Homework 4 Solutions

22C:116, Spring 1997

Ioana M. Lungeanu
Problem 1 Part A

        disable all interrupts that may cause process scheduling
	save state of process P that caused fault
           (must include info needed to get addr
	   of referenced page in this state!)
        mark process as blocked awaiting signal to P.fault_sem
	pass P to page fault handler process
        reenable disabled interrupts

            get P for process that caused fault
            if reference is to N, page not in TLB
                if reference is to page in memory
                    soft page fault for TLB update
                    select frame F containing R, page to replace
                    mark it not valid
                    if frame F dirty
                        enqueue  for disk I/O
                    enqueue  for disk I/O
                    update TLB and map
                access violation
                kill P

Problem 1 Part B

    An easy way to allow for multiple faults at the same time would be
    to queue them for the page fault process.  When the interrupt routine
    is called it enqueues the requests (containing the process ID, which
    allows access to everything else that matters) in the fault service
    processes queue.  The logic shown above allows this fairly simply.

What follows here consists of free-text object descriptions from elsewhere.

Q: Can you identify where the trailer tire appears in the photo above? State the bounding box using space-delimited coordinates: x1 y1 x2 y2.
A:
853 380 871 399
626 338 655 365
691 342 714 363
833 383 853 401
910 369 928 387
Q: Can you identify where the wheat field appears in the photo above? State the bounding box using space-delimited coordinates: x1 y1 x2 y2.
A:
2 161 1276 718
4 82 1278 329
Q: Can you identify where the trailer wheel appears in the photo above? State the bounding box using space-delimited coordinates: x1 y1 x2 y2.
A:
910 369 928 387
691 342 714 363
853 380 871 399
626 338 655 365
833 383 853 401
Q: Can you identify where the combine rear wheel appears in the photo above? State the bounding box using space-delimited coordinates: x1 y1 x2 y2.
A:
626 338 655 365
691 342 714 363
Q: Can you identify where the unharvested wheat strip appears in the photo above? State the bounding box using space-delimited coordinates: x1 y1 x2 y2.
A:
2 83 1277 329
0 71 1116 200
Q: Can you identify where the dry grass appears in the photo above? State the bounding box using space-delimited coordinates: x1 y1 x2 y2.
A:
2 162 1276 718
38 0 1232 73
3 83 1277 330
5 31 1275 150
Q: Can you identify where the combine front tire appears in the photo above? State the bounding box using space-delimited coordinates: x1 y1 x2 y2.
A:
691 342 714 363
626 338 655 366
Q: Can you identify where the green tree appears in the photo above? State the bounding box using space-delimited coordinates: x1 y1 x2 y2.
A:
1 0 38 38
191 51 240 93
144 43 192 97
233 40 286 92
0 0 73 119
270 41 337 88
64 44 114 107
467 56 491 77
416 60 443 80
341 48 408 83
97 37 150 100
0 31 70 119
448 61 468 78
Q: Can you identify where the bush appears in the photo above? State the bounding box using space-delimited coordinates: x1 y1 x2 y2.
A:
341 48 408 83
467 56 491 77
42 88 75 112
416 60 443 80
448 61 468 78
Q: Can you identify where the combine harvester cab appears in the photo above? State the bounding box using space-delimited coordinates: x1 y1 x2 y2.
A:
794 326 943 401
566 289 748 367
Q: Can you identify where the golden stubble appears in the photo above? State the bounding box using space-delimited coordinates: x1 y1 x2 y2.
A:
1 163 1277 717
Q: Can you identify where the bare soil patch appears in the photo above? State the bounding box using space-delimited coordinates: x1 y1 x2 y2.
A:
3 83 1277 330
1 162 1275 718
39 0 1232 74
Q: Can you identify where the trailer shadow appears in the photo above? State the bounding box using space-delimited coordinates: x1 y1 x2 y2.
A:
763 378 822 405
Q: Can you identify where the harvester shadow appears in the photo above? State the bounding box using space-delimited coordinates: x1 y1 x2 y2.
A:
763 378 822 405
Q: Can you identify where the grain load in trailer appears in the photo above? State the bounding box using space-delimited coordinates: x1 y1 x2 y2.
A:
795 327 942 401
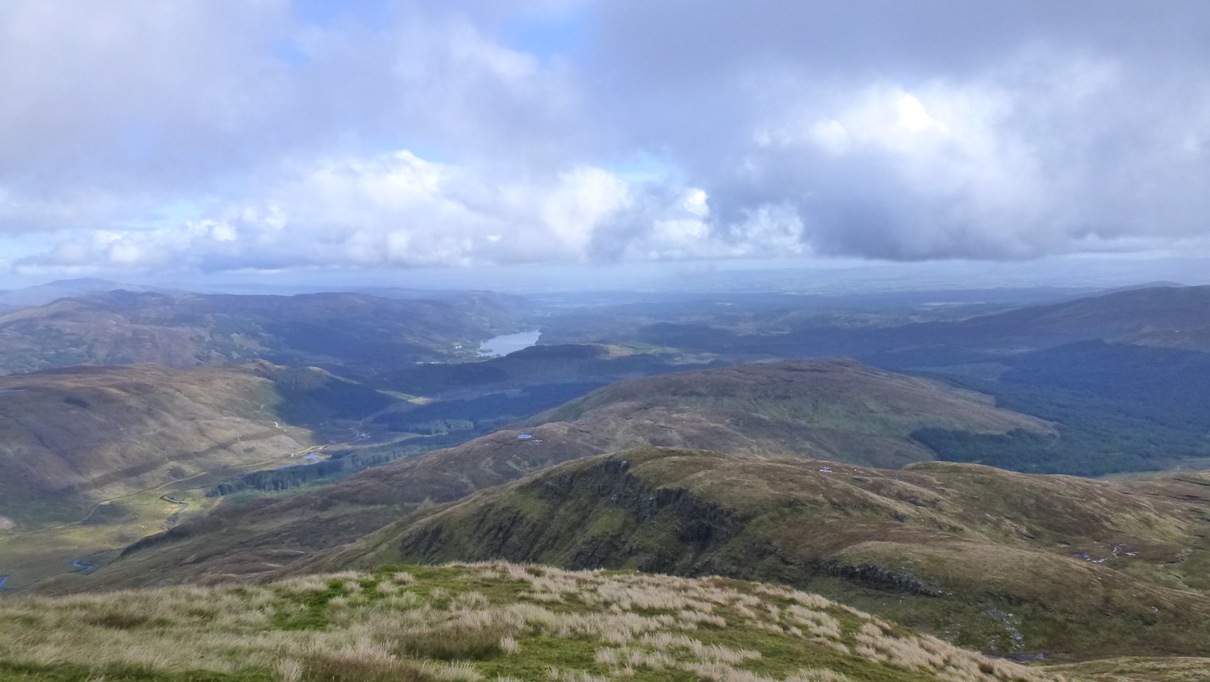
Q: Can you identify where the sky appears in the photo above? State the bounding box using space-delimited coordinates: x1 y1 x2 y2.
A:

    The problem with this solution is that it forces page faults to be
    served in the order in which they are encountered, thus eliminating
    the potential of the disk scheduler to speed service.  A better
    approach would be to enqueue the read request for the page that caused
    the fault with the semaphore P.fault_sem in the I/O request, so that
    the disk interrupt service routine would unblock the process that caused
    the fault.  This would allow faults to be served in the order that their
    disk I/O completes.

    The difficult aspect of this second solution is that it requires that
    the disk interrupt service routine be responsible for the final update
    to the memory address maps on completion of I/O scheduled as part of fault

Problem 2

    There is a queue of requests pending for service by the
    comm_line_routine.  Each request is for a block.  All blocks have
    the same size: N bytes of data.  Requests don't mix with one
    another (only one is active at any given time).

    Requests have the specified 3 fields. The routine needs to maintain
    a request queue, a counter (number of bytes received for the active
    request) and an accumulator for the checksums of blocks being
    received.  These are system variables initialized to 0.  Head_request
    is the head request in the request queue

        if count < N-1 
            count ++
            store byte read in head_request.buffer[count]
            accumulate checksum for byte read
        elseif count = N-1 
            if byte_read not equal to accumulated checksum
                try to correct it
                if succesful
                    set head_request.status = OK
                    set head_request.status = ERR
                set head_request.status = OK
            count = 0
            checksum accumulator = 0
            signal head_request.semaphore
            dequeue head_request from request queue
            if request queue not empty
                -- setup to handle next I/O request
                -- leave interrupt disabled
                -- customer must enable interrupt on enqueue of request

Problem 3

    The purpose here is to minimize the number of rotations since
    the rotational latency is a big factor in the total acces time
    for a disk.

    In the case of requests for different sectors the order in which
    they are serviced is very important. If interleaving is present
    then accesing sectors in increasing order of their sector number
    minimizes the number of rotations.  So the queue of requests
    should be ordered in increasing fashion, (leaving out duplicates
    for the next round).

    When the requests are for whole tracks, the order in which we
    service them does not matter since each request will take the same
    time to service (a whole rotation).

    Another solution is to employ track-at-a-time caching technique.
    In this aproach there is no difference between requests for whole
    track or for different sectors.  We spend a whole rotation anytime.
    This if effective when there are many requests for a track or
    sectors in the same track.  We can still chose to cache the track
    with more requests for it or for its sectors first.  Hoping that
    by the time we are done we'll have more requests for some other

Problem 4

    RAM disk works best when accesses are for different disk blocks.  It
    needs to have allocated for it enough memory space to fit in all the
    disk blocks.  Request queue as a cache works best when there is
    frequent reading or writing activity at the same disk block. Request
    queue reduces very much the number of needed accesses to the disk by
    eliminating redundant request.

    In the case where the queue works best comparable performance of the
    two can be expected.  Even if RAM disk performes "bad" in this
    situation, not needing disk access at all probably keeps up with the
    best of the request queues.

    Otherwise, if resources permit RAM disks to exist they will perform
    better because all disk blocks are pre-fetched into the RAM disk at
    startup time and no real disk activity will occur from that time onward.

    However!  If fault tolerance is an issue, most caches will write data
    back to disk eventually, and the disk request queue based cache will
    write everything back to the disk whenever user processes are idle even
    briefly.  In contrast, RAM disks usually only copy back to the real
    disk when the system is shut down in an orderly way.  The potential
    for data loss is therefore greater with most RAM disk implementations.